Die Schneekönigin
Eine BDSM-Geschichte von Treibholz
Ein riesiger Garten mit hundertjährigen Tannen. Die drei Meter hohe Ligusterhecke schützt mich vor dem Blick neugieriger Passanten, falls sich jemand in diese Gegend verirren sollte. Mein Idyll befindet sich am Rand des Dorfes, das nächste Haus liegt eine Meile entfernt. Dahinter beginnen die Sümpfe, ein Naturschutzgebiet, in dem Frösche quaken und Grillen zirpen. Hier steht mein Wohnwagen, geschützt vor allem, was im Rest der Welt passiert. Man könnte kaum zurückgezogener leben. Ein friedlicher Traum zu fast jeder Jahreszeit, nur mit dem Winter konnte ich mich nie anfreunden. Es würde Unsummen verschlingen, diesen Wohnwagen zu beheizen.
Daher trage ich zu dieser Jahreszeit mehrere T-Shirts übereinander und zwei Pullover darüber. Was ich in dieser Zeit vor allem vermisse, ist das Quaken und das Zirpen. Die Totenstille macht mir zu schaffen. Besonders in den Rauhnächten, der dunkelsten Zeit des Jahres, in der mein Anwesen selbst tagsüber im Dunklen liegt. Zwölf Tage der Finsternis. Die Zeit, in der man in depressiver Stimmung daheim in der Kälte sitzt. Man sagt, in diesen Nächten würde sich das Portal öffnen und das Reich der Toten würde sich mit dem der Lebenden verbinden, Geister aus den Sümpfen steigen und ruhelos umherirrten. An solche Ammenmärchen glaubte ich nicht. Ich empfand die dunkle Zeit einfach als ungemütlich. Schlau waren unsere Vorväter, die sich das Weihnachtsfest ausgedacht haben. Ein Fest der Liebe, das die Düsternis vertreiben sollte. Oder Dämonen, die im Dunklen lauerten und herauskamen, man schlief. Nein, ich glaubte solche Geschichten nicht. So wenig wie ich an den Weihnachtsmann glaube.

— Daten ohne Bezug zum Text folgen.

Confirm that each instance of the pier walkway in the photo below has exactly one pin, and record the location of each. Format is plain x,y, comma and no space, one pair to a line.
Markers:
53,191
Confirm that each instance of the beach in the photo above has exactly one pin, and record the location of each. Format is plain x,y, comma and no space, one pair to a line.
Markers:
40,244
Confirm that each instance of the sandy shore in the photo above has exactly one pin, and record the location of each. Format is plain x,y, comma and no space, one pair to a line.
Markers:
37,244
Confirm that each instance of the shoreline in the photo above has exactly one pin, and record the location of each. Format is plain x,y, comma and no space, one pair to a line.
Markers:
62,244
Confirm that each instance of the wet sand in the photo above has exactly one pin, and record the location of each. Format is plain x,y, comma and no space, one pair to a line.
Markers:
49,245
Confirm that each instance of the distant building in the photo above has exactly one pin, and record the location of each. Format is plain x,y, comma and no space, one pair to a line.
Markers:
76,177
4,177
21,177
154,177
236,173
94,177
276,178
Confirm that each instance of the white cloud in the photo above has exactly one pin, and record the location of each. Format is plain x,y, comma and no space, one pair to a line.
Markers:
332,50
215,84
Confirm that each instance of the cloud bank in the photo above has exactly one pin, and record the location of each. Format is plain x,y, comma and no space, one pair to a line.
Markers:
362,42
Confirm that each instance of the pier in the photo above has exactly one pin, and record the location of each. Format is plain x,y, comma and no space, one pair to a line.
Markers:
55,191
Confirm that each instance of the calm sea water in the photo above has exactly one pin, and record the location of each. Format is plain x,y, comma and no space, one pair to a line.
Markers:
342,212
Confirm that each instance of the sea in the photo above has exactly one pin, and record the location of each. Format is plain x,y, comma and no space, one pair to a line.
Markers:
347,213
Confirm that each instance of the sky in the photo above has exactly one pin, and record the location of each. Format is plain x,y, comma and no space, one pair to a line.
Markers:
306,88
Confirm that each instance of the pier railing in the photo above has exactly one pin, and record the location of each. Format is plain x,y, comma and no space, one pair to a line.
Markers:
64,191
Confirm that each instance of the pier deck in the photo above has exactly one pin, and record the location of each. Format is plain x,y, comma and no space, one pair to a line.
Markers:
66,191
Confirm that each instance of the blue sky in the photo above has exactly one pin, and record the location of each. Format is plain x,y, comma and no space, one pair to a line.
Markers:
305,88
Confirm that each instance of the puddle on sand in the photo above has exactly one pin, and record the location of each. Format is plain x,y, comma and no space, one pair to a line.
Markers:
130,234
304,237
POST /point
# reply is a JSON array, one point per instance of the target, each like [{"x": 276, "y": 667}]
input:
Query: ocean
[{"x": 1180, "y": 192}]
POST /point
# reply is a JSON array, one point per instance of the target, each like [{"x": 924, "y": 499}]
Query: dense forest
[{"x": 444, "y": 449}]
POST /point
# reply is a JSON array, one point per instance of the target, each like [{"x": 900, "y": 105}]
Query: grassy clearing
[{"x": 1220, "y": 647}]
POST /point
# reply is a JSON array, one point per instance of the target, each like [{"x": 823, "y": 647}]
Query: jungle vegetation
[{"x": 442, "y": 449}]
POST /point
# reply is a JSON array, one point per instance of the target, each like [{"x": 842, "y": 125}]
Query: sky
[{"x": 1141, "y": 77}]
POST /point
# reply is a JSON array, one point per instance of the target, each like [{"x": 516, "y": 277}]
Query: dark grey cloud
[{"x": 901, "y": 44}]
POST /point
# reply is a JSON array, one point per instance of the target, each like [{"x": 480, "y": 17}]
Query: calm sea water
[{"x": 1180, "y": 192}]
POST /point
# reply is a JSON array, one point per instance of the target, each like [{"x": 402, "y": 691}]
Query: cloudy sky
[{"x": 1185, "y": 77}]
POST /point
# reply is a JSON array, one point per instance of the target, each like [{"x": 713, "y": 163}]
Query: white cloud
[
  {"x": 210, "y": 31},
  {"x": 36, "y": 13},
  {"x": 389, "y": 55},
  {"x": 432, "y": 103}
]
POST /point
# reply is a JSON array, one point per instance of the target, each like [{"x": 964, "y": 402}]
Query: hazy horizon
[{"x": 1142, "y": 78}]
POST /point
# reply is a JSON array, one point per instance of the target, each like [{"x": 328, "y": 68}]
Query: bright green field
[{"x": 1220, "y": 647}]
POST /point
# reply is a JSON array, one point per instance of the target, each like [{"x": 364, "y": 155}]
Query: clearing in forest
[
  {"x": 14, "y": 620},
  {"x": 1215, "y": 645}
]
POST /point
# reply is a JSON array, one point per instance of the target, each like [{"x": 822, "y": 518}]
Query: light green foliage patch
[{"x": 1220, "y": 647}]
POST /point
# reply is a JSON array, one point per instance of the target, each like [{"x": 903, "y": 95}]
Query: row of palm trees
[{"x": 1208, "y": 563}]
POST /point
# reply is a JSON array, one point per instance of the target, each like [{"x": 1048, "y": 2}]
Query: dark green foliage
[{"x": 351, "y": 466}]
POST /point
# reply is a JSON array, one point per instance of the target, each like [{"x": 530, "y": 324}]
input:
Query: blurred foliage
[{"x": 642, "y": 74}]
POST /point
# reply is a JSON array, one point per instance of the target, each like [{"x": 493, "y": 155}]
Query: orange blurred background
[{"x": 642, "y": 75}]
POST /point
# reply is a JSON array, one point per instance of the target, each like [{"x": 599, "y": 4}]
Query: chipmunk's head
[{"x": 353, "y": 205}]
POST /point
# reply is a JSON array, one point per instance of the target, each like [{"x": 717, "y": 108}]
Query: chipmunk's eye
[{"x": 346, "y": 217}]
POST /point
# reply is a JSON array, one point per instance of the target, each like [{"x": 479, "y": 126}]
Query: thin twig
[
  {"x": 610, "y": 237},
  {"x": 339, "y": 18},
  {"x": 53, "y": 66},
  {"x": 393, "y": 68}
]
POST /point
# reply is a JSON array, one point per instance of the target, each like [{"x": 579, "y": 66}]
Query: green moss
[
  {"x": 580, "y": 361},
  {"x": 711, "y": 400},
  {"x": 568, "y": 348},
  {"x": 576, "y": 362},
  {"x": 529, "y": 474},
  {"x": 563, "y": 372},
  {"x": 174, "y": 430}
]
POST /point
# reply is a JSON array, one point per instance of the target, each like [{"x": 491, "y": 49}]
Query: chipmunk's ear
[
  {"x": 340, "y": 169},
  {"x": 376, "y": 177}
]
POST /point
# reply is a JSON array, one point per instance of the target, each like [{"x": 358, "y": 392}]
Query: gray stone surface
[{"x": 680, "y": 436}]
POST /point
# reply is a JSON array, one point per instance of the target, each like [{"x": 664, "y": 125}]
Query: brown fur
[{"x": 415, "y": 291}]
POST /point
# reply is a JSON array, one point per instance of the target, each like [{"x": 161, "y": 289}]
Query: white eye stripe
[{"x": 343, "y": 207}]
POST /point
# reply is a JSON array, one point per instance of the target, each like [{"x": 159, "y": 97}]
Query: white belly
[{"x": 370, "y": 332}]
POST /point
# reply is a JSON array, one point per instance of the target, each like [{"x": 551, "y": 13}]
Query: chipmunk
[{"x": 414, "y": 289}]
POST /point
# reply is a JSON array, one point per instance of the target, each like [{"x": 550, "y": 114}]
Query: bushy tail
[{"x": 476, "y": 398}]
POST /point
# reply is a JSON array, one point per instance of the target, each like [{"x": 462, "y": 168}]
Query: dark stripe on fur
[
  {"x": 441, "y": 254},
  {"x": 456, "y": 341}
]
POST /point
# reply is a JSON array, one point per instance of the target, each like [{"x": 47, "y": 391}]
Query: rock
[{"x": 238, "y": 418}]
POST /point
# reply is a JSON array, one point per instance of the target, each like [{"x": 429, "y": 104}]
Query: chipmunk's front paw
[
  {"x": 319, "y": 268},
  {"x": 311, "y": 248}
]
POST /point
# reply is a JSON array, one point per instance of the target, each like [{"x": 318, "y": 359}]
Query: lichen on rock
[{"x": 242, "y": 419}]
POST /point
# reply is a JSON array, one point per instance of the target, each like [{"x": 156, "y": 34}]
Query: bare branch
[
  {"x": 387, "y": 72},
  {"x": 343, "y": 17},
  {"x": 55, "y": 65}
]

Ich hatte es mir weihnachtlich gemütlich gemacht und eine der Tannen geschnitten, die in meinem Garten wie Unkraut wuchsen. Vier Kerzen hatte ich angebracht. Seit dem ersten Advent stand sie da, doch hatte ich nicht den Mut gehabt, die Lichter zu entzünden. Es wäre leichtsinnig gewesen in so einem Wohnwagen. Die Kerzen hätten herabfallen oder herunterbrennen können. Keiner hätte bemerkt, wenn es hier brennt. Wochen später erst würde es jemandem auffallen. Statt den Kerzen spendete nun die rußgeschwärzte Petroleumlampe ihr trübes Licht.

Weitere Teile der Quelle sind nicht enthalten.